Visualisation of the pangenome of Staphylococcus aureus.
(A) The full pangenome of 778 isolates. Nodes represent individual orthologous genes as identified by PIRATE. Node size is determined by the number of genomes in which a gene has been identified. Edges denote where two genes are syntenic, and their thickness is determined by the number of times this syntenic connection is observed across isolates. Syntenic stretches of core genes have been collapsed for clarity using the “Contract Edges” transform, and low confidence nodes and edges (n < 3) have been removed. Coloured by Weighted Louvain Clustering (granularity = 1.0). (B) Highly variable region (boxed area in A) with a high density of “phage-like” genes. Nodes and edges are sized and coloured by frequency. (C) Genes highlighted are all found in single S. aureus isolate, RF122. (D) the agrABCD locus coloured by gene-association clustering. Frequently, an alternative allele is not identified as being the same gene, but their position is strongly indicative of shared function. (E) the same locus coloured by gene identity.
Fig 6.
Analysis of single nucleotide genome variant data.

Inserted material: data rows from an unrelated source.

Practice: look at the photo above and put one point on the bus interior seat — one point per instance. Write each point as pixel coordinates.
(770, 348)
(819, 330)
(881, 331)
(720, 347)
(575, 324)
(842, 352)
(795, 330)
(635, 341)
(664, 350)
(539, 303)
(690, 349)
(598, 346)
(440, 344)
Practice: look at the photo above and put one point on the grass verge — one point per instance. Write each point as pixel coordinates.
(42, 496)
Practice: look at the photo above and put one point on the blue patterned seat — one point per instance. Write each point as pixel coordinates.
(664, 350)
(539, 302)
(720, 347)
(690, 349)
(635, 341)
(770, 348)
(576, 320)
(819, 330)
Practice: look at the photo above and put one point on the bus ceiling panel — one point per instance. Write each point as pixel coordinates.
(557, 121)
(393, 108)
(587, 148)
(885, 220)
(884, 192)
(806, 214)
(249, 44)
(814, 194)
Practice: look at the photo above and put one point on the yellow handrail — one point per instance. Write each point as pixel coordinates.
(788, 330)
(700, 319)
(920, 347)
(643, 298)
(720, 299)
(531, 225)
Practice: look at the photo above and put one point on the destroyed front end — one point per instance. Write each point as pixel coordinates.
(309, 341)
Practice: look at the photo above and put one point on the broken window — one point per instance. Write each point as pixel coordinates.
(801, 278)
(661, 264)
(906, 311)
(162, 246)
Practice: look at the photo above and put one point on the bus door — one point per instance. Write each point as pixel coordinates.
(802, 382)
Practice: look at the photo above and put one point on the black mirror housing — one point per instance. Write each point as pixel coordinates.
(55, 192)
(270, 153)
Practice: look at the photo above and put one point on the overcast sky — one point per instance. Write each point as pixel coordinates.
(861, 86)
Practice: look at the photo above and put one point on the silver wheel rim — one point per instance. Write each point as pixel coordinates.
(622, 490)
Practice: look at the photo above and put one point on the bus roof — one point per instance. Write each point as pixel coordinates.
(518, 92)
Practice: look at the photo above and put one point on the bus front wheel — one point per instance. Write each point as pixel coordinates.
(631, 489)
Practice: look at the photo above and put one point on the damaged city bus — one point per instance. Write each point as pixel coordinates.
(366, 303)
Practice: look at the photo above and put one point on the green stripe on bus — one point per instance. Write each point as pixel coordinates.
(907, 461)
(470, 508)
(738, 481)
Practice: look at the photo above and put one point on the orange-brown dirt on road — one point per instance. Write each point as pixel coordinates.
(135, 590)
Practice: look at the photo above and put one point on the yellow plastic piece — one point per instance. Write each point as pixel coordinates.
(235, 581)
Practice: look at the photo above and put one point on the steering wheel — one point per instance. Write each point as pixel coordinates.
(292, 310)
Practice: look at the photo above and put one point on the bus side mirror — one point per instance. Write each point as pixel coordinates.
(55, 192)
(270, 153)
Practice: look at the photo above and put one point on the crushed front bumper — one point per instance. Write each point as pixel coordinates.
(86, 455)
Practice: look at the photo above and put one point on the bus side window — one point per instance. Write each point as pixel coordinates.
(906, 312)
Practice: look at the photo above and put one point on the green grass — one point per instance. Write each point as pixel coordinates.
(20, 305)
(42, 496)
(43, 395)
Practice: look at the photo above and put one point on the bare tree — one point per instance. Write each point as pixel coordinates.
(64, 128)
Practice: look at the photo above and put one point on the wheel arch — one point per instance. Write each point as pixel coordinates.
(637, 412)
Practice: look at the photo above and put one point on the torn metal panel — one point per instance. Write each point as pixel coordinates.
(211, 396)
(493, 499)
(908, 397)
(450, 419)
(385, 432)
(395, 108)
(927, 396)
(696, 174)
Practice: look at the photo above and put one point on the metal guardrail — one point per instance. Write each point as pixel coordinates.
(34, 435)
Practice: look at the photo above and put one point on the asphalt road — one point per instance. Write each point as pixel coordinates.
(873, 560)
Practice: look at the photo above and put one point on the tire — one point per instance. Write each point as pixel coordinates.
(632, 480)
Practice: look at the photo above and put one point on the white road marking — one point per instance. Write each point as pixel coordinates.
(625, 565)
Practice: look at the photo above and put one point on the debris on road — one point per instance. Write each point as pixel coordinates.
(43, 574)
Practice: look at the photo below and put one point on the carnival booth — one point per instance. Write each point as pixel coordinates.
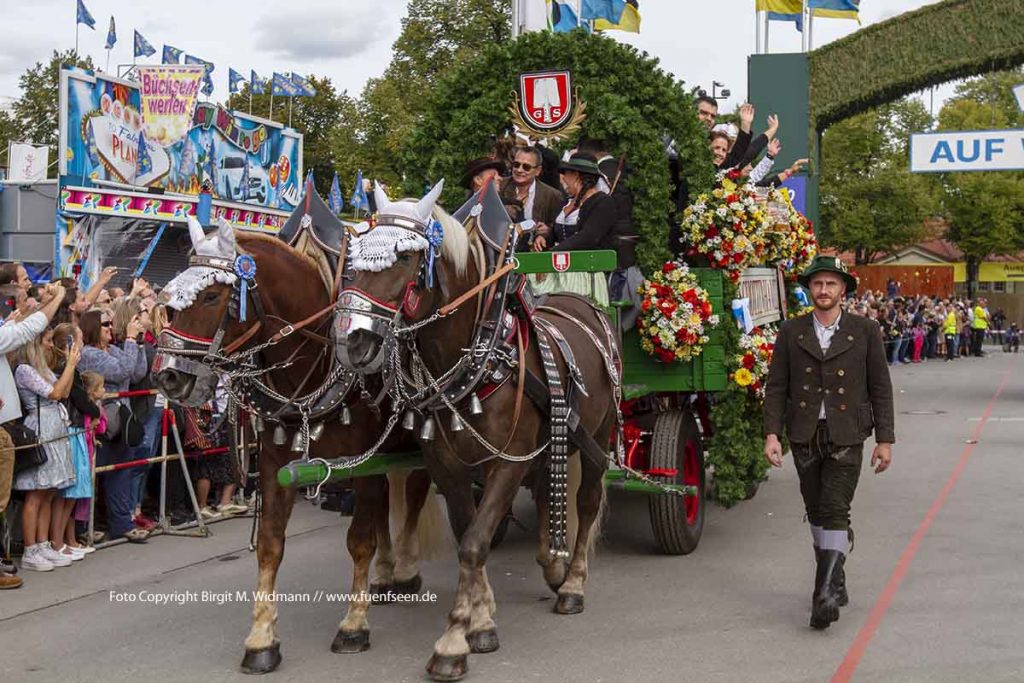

(A) The graph shown was constructed from data from the 1000 genomes project based on the correlation (r threshold = 0.238) between the allele dosages at 23,675 SNVs from chromosome 22. Nodes represent the 2,504 individuals included in the study and edges the three most significant correlations with their neighbours (k-NN was applied where k = 3). In most cases, individuals’ group with others from the same continent although there are instances where this does not appear to be the case. Visualisation of edge weights (Ai) also highlights cases where individuals would appear to be closely related. (B) Colouring of nodes by the attribute ‘population’ provides a higher resolution to the graph and populations showing a high degree homogeneity have been labelled. (C) Transposing the data upon import demonstrates SNVs whose pattern across the genome covaries. Clustering of these data shows many to represent haplotype blocks and inspection of their profile across genomes, demonstrates some SNV clusters to be associated with a given ethnic grouping, e.g. cluster 3 (Africans) and cluster 14 (East Asia), whilst others little obvious association with ethnicity, e.g. cluster 6. Plots show the average score of SNV’s within a cluster (y-axis, 0,1,2), across the 2,504 individuals ordered by continent and then population (x-axis).